Hakkımızda ne hayırlı ne hayırsız biz bilemiyoruz, ancak Rabbim neylerse güzel eyler. Hilvan’a hiç istemeden gittik ama, çok güzel insanlarla karşılaştık. Gönül dostlarımız oldu. Savcı Mehmet TEMİZ Bey kardeşimle birlikte çalıştık, çok güzel hâtıralarımız oldu. Her fırsatta görüşmeye çalıştık, tayin olarak gittiğimiz her yerde birbirimizi ziyaret ettik, bir gün İstanbul’da buluştuk.
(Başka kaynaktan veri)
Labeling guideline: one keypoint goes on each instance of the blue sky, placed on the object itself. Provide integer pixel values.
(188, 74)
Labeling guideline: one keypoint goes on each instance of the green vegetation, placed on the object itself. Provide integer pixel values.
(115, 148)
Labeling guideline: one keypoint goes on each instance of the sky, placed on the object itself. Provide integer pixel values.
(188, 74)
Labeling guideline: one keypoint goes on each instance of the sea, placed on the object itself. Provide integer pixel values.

Rahmetli Sâmi Efendi Hazretlerini ziyaretten sonra;

“Burada Kayserili Cemil Baba isminde bir Allah dostu var, onu ziyaret edip duâsını alalım.” dedi. Yanımızda bir de astsubay bir arkadaşla gittik. Kendisi bir kanepe üzerine oturmuş elindeki bisküvileri çayına batırıp yiyordu. Selâm verdik:

“Yağacak yağacak, her tarafı sel alacak.” dedi. Önce anlamadık. O yıl Türkiye büyük bir kuraklık içindeydi. Gerçekten de birkaç gün sonra her tarafta seller oldu…

İkinci olarak;

“Mustafa’yı neden sünnet ettirmiyorsunuz?” dedi. Benim oğlum henüz yoktu, diğer arkadaş da bekârdı. Savcı bey de;

«–Belki bu yeni doğan bebek oğlan olursa, ikisini birden yaptırırım, diye düşünmüş»;

“–Peki efendim!” dedi.

“–İçinizde müezzin mi var?”

Mahmut isminde birisi cami yaptırmış, savcı beyin evinin yanında;

“–Mahmud’a selâm söyle. Camisine sakal-ı şerif aldırsın.” dedi.

“–Nedir bu düğünler; kadın-erkek karışık, çalgılı-çengili.” dedi. Yakında benim kardeşimin düğünü olacaktı.

“İçinizde asker mi var?” dedi. Hepimiz sivil giyimliyiz.

“Ana kuzularını sövüp dövmeyin onlar size Allâh’ın emânetleri.” dedi.

Mehmet TEMİZ Ağabey, Yozgat’a gittiğinde Şehzade Ahmet isminde bir velî zât var onu ziyarete gitmiş. O sırada hacılardan birisi birkaç tane sakal-ı şerif getirmiş, o mübârek de onları inceliyor. Bir yandan da; «Acaba gerçek mi?» diye kalbinden geçiriyormuş. Tam o sırada Cemil Baba içeriye girmiş;

“–Şehzade! Şehzade! Bunların hepsi gerçek sakal-ı şerif, bunları gerekli yerlere dağıt!” demiş ve dışarı çıkmış. İki dakika sonra da Mehmet Beyler içeri girmiş, selâmdan sonra;

“–Cemil Baba’yı gördünüz mü?” demiş;

“–Hayır!” deyince;

“–Şimdi buradan çıktı.” demiş ve onlara sakal-ı şerif vermiş.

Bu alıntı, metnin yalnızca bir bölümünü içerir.